Nov 09, 2010 12:56
I had a dream last night, which in itself is an oddity, in which I was back home where I grew up. It was cold and snowy outside, I think. The home was turned into almost like a boarding home, and my ex, the only one I care about, was there. I don't know why, but I thought that she wouldn't recognize me after all these years. I kissed her outside. For some reason, I had a lot of change that I layed out on the floor in my room, and I got her to my room and she pointed it out saying, "Oh, you had that change in your mouth when you kissed me" meaning that now its dirty on the floor.
It's all weird to me, but what is weirder is that I haven't thought about her in a long time, except maybe in a passing thought. I probably don't have much to offer her now. We were supposed to be in the same graduating class for our bachelors, but I changed schools and took 2 extra years. Now she is graduating with her Masters at the same time I am graduating with my bachelors.

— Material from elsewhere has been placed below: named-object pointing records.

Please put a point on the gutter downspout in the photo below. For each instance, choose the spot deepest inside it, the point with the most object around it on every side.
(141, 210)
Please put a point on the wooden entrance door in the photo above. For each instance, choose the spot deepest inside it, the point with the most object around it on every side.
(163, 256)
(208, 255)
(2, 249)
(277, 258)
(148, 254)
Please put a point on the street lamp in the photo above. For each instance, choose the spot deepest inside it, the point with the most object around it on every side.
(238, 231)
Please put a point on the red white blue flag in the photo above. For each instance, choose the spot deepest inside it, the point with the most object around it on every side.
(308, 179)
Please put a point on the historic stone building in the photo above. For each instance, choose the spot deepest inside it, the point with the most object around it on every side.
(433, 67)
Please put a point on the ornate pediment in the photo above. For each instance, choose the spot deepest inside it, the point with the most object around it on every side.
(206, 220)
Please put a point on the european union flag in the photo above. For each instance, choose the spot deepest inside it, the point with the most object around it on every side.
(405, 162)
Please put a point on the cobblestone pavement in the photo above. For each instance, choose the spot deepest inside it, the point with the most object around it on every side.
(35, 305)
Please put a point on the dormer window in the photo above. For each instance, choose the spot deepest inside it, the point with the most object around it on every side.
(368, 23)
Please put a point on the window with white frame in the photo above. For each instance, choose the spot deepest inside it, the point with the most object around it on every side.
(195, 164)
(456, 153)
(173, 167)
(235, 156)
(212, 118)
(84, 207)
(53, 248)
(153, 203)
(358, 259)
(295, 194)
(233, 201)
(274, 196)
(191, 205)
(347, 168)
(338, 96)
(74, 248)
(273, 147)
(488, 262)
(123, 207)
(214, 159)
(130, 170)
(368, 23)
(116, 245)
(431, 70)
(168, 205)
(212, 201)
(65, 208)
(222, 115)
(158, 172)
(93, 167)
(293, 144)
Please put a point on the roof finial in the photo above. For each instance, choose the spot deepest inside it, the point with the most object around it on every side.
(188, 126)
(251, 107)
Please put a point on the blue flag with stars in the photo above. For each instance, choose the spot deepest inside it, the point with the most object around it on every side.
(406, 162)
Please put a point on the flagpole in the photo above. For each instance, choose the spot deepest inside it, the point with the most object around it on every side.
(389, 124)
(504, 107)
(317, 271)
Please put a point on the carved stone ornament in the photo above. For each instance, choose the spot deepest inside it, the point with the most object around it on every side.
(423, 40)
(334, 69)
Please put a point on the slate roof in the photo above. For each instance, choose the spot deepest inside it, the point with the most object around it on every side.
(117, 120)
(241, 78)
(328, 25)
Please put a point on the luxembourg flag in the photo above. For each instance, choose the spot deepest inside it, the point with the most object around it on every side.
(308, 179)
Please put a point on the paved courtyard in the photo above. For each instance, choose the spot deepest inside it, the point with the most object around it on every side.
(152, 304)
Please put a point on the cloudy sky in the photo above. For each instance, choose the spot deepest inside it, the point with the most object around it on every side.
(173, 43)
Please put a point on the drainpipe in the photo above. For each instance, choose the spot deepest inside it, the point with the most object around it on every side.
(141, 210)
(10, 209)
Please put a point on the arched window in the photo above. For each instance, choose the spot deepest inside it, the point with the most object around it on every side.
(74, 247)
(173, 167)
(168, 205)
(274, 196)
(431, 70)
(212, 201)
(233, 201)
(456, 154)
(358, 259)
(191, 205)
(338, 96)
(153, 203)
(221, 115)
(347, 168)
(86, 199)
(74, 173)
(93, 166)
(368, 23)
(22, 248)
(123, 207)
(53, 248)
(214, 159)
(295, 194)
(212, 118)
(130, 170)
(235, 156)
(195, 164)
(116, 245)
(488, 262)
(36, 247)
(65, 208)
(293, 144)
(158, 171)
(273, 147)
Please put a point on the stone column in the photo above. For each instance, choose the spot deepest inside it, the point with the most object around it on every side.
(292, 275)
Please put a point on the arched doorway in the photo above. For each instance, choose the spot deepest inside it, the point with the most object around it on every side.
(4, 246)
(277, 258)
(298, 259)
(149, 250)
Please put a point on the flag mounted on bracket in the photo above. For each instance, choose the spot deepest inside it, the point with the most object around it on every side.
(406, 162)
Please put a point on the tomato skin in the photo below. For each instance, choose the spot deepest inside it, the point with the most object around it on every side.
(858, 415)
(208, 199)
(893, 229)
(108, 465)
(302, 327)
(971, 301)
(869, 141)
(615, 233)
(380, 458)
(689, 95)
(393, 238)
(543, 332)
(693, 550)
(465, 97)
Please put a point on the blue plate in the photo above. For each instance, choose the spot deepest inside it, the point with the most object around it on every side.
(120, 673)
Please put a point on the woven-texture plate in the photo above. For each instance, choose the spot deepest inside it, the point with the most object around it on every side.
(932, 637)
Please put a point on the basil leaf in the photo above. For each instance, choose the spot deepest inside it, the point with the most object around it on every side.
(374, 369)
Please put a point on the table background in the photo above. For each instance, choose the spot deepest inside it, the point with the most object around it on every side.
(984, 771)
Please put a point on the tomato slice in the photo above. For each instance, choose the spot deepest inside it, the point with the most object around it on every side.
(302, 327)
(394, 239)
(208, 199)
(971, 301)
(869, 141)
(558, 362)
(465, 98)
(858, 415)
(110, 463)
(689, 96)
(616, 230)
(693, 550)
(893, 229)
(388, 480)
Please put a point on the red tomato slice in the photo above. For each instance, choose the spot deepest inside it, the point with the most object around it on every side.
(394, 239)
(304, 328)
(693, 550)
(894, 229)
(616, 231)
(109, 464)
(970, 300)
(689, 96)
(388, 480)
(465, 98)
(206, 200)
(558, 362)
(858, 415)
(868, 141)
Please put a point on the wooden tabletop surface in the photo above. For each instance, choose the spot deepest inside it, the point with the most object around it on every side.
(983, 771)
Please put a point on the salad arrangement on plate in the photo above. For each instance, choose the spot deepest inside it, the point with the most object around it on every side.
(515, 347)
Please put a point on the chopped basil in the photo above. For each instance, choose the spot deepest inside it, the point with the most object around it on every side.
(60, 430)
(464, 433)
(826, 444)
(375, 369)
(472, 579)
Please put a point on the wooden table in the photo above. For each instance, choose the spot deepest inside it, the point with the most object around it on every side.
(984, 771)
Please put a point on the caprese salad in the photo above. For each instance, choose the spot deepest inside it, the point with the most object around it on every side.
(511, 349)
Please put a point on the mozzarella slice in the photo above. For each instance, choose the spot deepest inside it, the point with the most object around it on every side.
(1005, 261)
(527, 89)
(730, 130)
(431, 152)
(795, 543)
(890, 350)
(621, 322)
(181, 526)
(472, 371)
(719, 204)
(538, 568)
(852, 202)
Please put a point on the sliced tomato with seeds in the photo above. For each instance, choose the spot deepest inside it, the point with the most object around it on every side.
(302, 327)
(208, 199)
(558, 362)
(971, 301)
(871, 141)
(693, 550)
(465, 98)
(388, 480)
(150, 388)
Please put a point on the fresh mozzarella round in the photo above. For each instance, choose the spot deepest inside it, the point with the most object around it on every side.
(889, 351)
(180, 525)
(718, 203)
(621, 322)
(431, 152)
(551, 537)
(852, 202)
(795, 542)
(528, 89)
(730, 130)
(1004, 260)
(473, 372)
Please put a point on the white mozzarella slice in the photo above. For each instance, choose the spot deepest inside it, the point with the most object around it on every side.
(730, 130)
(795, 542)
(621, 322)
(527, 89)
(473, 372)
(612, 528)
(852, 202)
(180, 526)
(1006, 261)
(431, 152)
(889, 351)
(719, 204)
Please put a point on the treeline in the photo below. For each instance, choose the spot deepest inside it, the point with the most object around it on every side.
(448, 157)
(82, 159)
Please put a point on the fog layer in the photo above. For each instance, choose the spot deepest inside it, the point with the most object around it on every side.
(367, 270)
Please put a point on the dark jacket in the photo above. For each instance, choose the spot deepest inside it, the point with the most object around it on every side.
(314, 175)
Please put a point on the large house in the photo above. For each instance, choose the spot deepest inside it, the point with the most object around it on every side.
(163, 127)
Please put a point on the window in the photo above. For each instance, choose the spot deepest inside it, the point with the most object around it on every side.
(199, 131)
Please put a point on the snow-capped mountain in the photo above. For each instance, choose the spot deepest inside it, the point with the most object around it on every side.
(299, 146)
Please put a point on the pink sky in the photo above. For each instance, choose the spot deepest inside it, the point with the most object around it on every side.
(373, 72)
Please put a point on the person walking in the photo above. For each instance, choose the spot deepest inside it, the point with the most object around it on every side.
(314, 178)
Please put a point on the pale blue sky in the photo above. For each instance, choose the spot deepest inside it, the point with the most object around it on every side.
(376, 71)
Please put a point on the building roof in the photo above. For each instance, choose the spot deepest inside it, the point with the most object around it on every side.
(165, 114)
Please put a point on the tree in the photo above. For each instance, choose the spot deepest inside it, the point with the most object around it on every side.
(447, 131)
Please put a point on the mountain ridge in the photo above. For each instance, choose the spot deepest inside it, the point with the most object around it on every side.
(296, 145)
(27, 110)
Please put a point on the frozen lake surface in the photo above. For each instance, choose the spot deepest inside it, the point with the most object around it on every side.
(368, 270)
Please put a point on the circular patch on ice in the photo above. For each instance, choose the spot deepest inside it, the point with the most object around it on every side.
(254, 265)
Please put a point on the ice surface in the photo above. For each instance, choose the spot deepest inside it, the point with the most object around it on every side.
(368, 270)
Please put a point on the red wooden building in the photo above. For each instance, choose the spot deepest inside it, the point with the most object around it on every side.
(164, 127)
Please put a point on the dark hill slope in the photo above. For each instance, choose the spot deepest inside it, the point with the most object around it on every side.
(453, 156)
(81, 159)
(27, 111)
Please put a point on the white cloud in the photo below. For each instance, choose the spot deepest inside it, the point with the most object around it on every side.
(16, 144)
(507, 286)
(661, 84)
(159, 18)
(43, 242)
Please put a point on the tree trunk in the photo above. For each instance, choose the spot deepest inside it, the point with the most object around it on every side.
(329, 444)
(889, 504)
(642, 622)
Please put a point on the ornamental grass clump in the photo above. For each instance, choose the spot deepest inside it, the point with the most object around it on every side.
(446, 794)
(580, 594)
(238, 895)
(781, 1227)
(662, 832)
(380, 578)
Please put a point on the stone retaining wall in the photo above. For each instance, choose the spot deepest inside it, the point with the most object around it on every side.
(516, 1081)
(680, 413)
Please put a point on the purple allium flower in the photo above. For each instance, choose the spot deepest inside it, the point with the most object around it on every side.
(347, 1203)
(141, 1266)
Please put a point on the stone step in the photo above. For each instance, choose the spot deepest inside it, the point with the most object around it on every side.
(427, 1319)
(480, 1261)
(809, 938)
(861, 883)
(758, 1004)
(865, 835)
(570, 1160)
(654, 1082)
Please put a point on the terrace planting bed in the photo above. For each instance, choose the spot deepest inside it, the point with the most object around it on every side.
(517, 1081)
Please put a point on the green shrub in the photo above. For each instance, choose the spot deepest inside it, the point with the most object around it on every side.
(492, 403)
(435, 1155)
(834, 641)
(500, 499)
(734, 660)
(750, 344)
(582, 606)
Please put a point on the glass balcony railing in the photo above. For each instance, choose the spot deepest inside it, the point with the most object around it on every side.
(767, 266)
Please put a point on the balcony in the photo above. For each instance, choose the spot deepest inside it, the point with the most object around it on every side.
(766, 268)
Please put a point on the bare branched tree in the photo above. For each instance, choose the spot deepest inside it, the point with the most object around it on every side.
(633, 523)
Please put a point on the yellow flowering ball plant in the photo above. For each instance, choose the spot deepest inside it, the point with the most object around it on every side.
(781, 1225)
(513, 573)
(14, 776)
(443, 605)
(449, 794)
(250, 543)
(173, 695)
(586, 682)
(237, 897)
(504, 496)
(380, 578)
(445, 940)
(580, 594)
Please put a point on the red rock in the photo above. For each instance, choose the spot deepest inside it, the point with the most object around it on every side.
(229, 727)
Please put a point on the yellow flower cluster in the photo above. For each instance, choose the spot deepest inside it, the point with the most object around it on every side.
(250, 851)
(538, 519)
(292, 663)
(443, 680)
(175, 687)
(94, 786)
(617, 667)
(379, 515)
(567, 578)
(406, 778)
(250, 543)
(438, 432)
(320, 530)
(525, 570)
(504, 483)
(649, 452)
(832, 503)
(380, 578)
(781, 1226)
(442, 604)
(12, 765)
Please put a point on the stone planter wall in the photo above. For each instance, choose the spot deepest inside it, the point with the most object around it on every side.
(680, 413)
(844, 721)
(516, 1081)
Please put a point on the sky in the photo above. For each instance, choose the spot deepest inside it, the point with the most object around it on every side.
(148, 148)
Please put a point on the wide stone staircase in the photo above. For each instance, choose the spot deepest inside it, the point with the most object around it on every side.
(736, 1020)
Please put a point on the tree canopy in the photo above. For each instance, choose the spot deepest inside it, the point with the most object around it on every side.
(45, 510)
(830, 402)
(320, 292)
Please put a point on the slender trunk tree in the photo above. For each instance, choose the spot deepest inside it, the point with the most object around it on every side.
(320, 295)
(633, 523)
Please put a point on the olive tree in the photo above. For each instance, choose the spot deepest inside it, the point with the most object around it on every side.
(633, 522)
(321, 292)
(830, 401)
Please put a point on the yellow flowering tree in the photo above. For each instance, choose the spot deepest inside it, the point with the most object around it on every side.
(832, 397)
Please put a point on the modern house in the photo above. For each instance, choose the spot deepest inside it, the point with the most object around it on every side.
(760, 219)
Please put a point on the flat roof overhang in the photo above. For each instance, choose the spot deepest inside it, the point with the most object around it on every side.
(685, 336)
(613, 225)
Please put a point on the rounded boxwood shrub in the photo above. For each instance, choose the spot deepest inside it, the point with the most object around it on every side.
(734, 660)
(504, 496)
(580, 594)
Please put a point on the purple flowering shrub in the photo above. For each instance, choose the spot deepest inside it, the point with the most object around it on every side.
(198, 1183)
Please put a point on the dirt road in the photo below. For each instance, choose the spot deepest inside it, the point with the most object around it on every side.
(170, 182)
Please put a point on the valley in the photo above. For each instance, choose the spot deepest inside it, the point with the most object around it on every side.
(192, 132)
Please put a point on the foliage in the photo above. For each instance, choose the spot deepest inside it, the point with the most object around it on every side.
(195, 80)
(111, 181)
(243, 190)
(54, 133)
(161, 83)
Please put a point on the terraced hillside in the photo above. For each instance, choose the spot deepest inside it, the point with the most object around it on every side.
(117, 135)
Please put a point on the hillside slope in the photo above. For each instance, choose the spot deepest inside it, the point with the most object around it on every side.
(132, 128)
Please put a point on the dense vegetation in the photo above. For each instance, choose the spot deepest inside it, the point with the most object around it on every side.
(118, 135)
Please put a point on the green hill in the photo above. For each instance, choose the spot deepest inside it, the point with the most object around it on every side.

Lately, I've dug myself into the same corner I always do. I am dating 2 girls at the same time. I know logically that I should take one out of the picture, but I don't want to. I almost took one out, but the other girl became flaky and wanted to break up at that time, so I took the first one to the next level and slept with her. She was a virgin at the time, and I was only with her. I was planning on making her a normal girlfriend, but then the flaky one came back. She is better at sex and has a nicer ass, also, she helps me with my homework all the time. Sadly, I kinda need her, so there is my current dilemma.